July 23, 2018
In the late 1890s and early 1900s, well before stars like Harold Lloyd, Buster Keaton, and Charlie Chaplin were famous, moving pictures became a form of popular entertainment for people of all ages. Movies were unregulated, allowing theater owners to show violent or indecent movies. Religious groups particularly called on governmental entities to restrict access to movies or to ban them completely because they were a threat against morality.
The City of Chicago passed the country’s first censorship law in 1907 prohibiting the “exhibition of obscene and immoral” moving pictures “commonly shown in mutoscopes, kinetoscopes, cinemetographs, and penny arcades.” The ordinance required movie theater owners to obtain a permit from the chief of police, who had the authority to refuse permits to owners exhibiting obscene material.

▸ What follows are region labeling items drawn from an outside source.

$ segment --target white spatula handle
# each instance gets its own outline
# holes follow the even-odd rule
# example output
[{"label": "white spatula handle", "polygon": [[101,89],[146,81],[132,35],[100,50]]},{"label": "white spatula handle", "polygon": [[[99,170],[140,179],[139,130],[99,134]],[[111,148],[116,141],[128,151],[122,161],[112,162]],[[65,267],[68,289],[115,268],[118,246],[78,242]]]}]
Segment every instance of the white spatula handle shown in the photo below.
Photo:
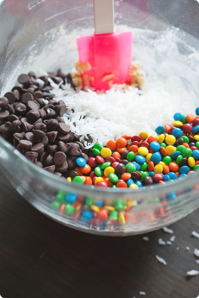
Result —
[{"label": "white spatula handle", "polygon": [[93,0],[93,3],[95,34],[113,32],[114,0]]}]

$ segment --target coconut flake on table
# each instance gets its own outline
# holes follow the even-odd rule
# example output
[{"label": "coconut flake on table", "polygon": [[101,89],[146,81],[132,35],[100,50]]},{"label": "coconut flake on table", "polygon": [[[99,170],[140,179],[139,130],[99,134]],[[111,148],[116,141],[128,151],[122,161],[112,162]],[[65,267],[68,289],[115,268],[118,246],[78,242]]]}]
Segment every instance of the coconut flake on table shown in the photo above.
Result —
[{"label": "coconut flake on table", "polygon": [[165,233],[168,233],[169,234],[173,234],[173,231],[171,229],[169,229],[167,226],[164,226],[162,228],[162,229],[164,232]]},{"label": "coconut flake on table", "polygon": [[161,258],[160,257],[159,257],[159,256],[157,255],[157,254],[156,254],[156,257],[159,263],[161,263],[162,264],[163,264],[163,265],[167,265],[167,262],[165,260],[164,260],[162,258]]},{"label": "coconut flake on table", "polygon": [[[156,134],[159,125],[172,123],[175,112],[194,114],[195,109],[194,103],[187,100],[186,90],[174,83],[171,86],[172,82],[146,83],[142,91],[132,86],[125,89],[125,84],[114,85],[105,93],[90,89],[77,92],[69,84],[62,85],[61,89],[50,83],[55,100],[63,100],[67,107],[63,117],[65,123],[72,132],[82,136],[80,140],[87,148],[97,141],[105,146],[109,140],[143,131]],[[92,143],[84,140],[88,134],[93,139]]]}]

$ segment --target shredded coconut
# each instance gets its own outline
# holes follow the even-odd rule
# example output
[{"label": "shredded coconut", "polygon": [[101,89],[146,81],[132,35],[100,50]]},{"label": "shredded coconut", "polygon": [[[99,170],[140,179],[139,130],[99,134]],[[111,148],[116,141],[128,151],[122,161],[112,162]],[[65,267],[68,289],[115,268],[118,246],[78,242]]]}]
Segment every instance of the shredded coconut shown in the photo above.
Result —
[{"label": "shredded coconut", "polygon": [[198,238],[199,239],[199,233],[197,233],[197,232],[195,232],[195,231],[193,231],[191,233],[191,235],[193,236],[194,236],[194,237],[196,237],[197,238]]},{"label": "shredded coconut", "polygon": [[171,229],[169,229],[167,226],[164,226],[164,228],[162,228],[162,229],[164,232],[165,232],[165,233],[168,233],[169,234],[173,234],[173,230],[172,230]]},{"label": "shredded coconut", "polygon": [[194,275],[197,275],[198,274],[199,274],[199,271],[198,270],[190,270],[189,271],[187,271],[187,274],[188,275],[193,276]]},{"label": "shredded coconut", "polygon": [[162,258],[161,258],[160,257],[159,257],[159,256],[157,255],[157,254],[156,254],[156,257],[158,262],[160,263],[161,263],[162,264],[163,264],[163,265],[167,265],[167,262],[164,259],[163,259]]}]

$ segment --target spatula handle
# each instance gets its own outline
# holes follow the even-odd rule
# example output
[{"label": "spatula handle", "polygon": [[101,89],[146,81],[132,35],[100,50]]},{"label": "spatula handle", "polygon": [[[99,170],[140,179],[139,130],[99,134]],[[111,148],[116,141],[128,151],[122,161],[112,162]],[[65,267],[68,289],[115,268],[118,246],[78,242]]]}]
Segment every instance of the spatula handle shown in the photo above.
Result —
[{"label": "spatula handle", "polygon": [[114,0],[93,0],[95,33],[114,31]]}]

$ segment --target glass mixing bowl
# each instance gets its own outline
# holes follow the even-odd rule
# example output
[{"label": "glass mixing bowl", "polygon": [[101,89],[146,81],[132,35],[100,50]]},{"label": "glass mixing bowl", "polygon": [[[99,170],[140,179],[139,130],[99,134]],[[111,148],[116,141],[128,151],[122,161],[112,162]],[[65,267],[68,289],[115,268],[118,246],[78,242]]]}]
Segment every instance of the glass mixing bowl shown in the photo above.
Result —
[{"label": "glass mixing bowl", "polygon": [[[134,36],[134,56],[143,61],[147,75],[151,71],[151,65],[148,66],[148,56],[140,57],[140,53],[148,50],[153,59],[154,81],[156,76],[162,81],[171,74],[179,77],[187,88],[193,90],[195,95],[191,99],[196,104],[199,91],[199,60],[196,53],[199,51],[198,2],[120,0],[115,2],[117,26],[137,28]],[[90,32],[93,27],[93,10],[91,0],[1,2],[1,95],[11,89],[22,73],[37,71],[40,68],[53,71],[59,67],[69,72],[73,62],[78,58],[77,36],[80,32],[81,35]],[[176,48],[175,50],[172,49],[167,55],[167,50],[159,46],[171,42],[171,40],[160,39],[159,37],[163,32],[167,30],[169,33],[171,30],[175,33]],[[164,51],[163,55],[160,52],[162,51]],[[166,66],[163,63],[164,60]],[[174,61],[176,62],[176,66]],[[164,71],[161,66],[163,64]],[[182,65],[186,73],[182,73]],[[1,138],[0,166],[17,190],[41,212],[68,226],[93,234],[125,236],[143,233],[173,223],[199,206],[199,172],[166,186],[157,185],[133,192],[129,189],[104,189],[76,185],[37,167]],[[106,221],[95,217],[88,220],[80,216],[78,204],[71,216],[60,212],[60,207],[65,204],[64,196],[68,193],[76,194],[80,203],[89,201],[87,210],[90,210],[91,204],[97,209],[105,204],[111,209],[115,208],[116,215],[114,218],[109,216]],[[121,216],[121,213],[124,216]]]}]

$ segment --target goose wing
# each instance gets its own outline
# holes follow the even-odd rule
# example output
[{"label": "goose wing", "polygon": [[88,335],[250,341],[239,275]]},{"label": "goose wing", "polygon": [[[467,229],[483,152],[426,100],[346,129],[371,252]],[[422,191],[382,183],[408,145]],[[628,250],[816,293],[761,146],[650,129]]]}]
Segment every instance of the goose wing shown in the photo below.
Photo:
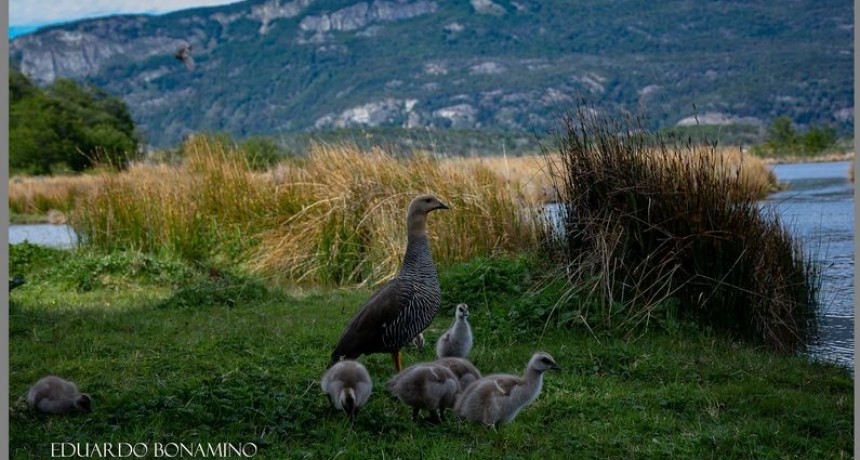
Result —
[{"label": "goose wing", "polygon": [[353,359],[361,354],[387,351],[382,335],[409,304],[412,290],[409,283],[395,278],[376,291],[344,330],[332,352],[332,362],[341,357]]}]

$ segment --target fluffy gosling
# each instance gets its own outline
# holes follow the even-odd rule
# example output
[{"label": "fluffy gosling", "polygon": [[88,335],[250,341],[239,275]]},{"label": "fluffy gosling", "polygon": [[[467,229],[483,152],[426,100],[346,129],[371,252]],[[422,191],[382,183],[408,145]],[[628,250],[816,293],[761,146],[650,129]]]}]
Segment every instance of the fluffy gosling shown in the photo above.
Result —
[{"label": "fluffy gosling", "polygon": [[412,406],[412,420],[417,421],[419,410],[426,409],[431,420],[441,422],[445,408],[454,407],[460,383],[445,366],[419,363],[395,375],[387,388],[400,402]]},{"label": "fluffy gosling", "polygon": [[547,353],[532,355],[523,377],[488,375],[467,388],[457,399],[454,411],[462,418],[486,425],[510,423],[519,411],[537,399],[543,373],[561,370]]},{"label": "fluffy gosling", "polygon": [[455,356],[449,356],[447,358],[439,358],[434,361],[436,364],[441,366],[445,366],[448,369],[451,369],[451,372],[457,376],[457,380],[460,381],[460,391],[466,389],[472,382],[481,378],[481,373],[475,367],[474,364],[470,363],[465,358],[457,358]]},{"label": "fluffy gosling", "polygon": [[90,395],[79,392],[74,382],[55,375],[34,383],[27,393],[27,403],[48,414],[88,413],[92,410]]},{"label": "fluffy gosling", "polygon": [[343,410],[350,420],[355,420],[360,409],[370,397],[373,382],[367,369],[358,361],[339,361],[330,367],[320,381],[322,390],[328,393],[335,409]]},{"label": "fluffy gosling", "polygon": [[472,328],[469,327],[469,306],[457,305],[454,324],[436,342],[436,357],[465,358],[472,351]]}]

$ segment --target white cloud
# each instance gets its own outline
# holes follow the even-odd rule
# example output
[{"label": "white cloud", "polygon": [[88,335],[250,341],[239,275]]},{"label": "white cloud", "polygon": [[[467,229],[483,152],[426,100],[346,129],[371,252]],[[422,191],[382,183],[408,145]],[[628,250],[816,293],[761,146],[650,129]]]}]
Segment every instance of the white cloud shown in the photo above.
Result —
[{"label": "white cloud", "polygon": [[9,0],[10,26],[35,26],[111,14],[162,14],[237,0]]}]

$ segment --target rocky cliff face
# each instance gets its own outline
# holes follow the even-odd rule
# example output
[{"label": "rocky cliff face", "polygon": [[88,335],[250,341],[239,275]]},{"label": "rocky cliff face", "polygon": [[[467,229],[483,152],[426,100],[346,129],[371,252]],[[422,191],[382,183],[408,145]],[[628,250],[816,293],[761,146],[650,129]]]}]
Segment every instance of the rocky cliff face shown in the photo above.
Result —
[{"label": "rocky cliff face", "polygon": [[[10,58],[40,84],[119,95],[155,145],[193,131],[543,129],[581,99],[660,126],[788,114],[848,127],[852,5],[795,3],[249,0],[51,27],[14,39]],[[174,58],[187,45],[192,71]]]}]

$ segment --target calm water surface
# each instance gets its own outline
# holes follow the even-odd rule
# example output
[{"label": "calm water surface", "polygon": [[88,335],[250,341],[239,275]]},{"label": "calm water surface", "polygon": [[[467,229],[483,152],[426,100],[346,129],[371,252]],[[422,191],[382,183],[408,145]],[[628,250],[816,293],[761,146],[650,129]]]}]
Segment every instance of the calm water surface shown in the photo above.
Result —
[{"label": "calm water surface", "polygon": [[788,189],[771,195],[793,234],[803,239],[821,267],[820,340],[811,347],[815,359],[854,369],[854,188],[850,163],[775,165]]},{"label": "calm water surface", "polygon": [[[821,265],[821,331],[810,350],[854,369],[854,189],[848,180],[849,162],[775,165],[773,171],[788,189],[763,201],[800,236],[809,254]],[[560,209],[550,206],[550,218],[560,223]],[[557,228],[556,230],[561,230]],[[12,225],[9,243],[23,241],[59,248],[77,244],[67,225]]]},{"label": "calm water surface", "polygon": [[68,249],[78,243],[78,237],[68,225],[10,225],[9,244],[18,244],[24,241],[42,246]]}]

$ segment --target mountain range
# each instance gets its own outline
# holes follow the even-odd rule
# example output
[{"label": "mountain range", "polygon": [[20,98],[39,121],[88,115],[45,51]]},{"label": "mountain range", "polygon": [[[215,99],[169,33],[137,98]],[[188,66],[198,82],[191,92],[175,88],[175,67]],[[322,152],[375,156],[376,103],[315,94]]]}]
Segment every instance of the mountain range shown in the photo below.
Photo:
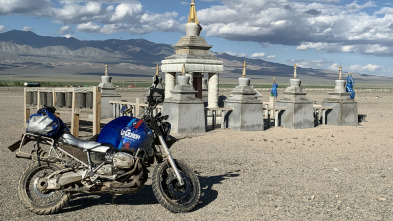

Jake Block and other five- and ten-cent movie operators sued the City of Chicago for an injunction to stop enforcement of the ordinance because it was unconstitutional. The Chief of Police denied Block from showing two movies, The James Boys and Night Riders. Block argued that motion picture exhibitors had been unconstitutionally singled out and suffered from burdensome regulation. Block argued further that depiction of historical events could not be determined obscene or immoral and pointed out that stage plays did not need approval from the censors before performances. The Superior Court of Cook County found for the City, and Block appealed to the Illinois Supreme Court.
In Block et al. v. City of Chicago (239 Ill. 251 (1909)), the Supreme Court upheld the city’s ordinance and Superior Court’s ruling. Chief Justice James Cartwright wrote the opinion that motion pictures were indeed different from stage plays and could be regulated along with nickelodeons and similar forms of entertainment. He also found that censorship was a valid police power and that the City of Chicago did not abuse its power in the administration of the law. Cartwright wrote “there are people who differ upon the subject as to what is immoral and obscene,” but it was important to have the local government apply the test in the case of motion pictures because the low price of admission allows for frequent attendance by children. Cartwright concluded that the audience must be protected from obscene and immoral depictions, and that the “welfare of society demands that every effort of municipal authorities to afford such protection shall be sustained.”
The case was significant because it was the first case in the country that dealt with movie censorship, and other municipalities followed suit, creating many different standards nationwide. The Motion Picture Association of America (MPAA) formed in 1922 to promote movies and to secure financing, but also to promote a “clean, moral tone” in movies. The MPAA loosened many of its restrictions in the 1950s, but the Block precedent remained in place until the 1961 U.S. Supreme Court case of Times Film Corporation v. City of Chicago (365 U.S. 43) held that Chicago’s 1907 ordinance restricted free speech. In 1968, the MPAA recommended that movie studios use voluntary ratings based on age, which, after a few modifications, is the system currently in place.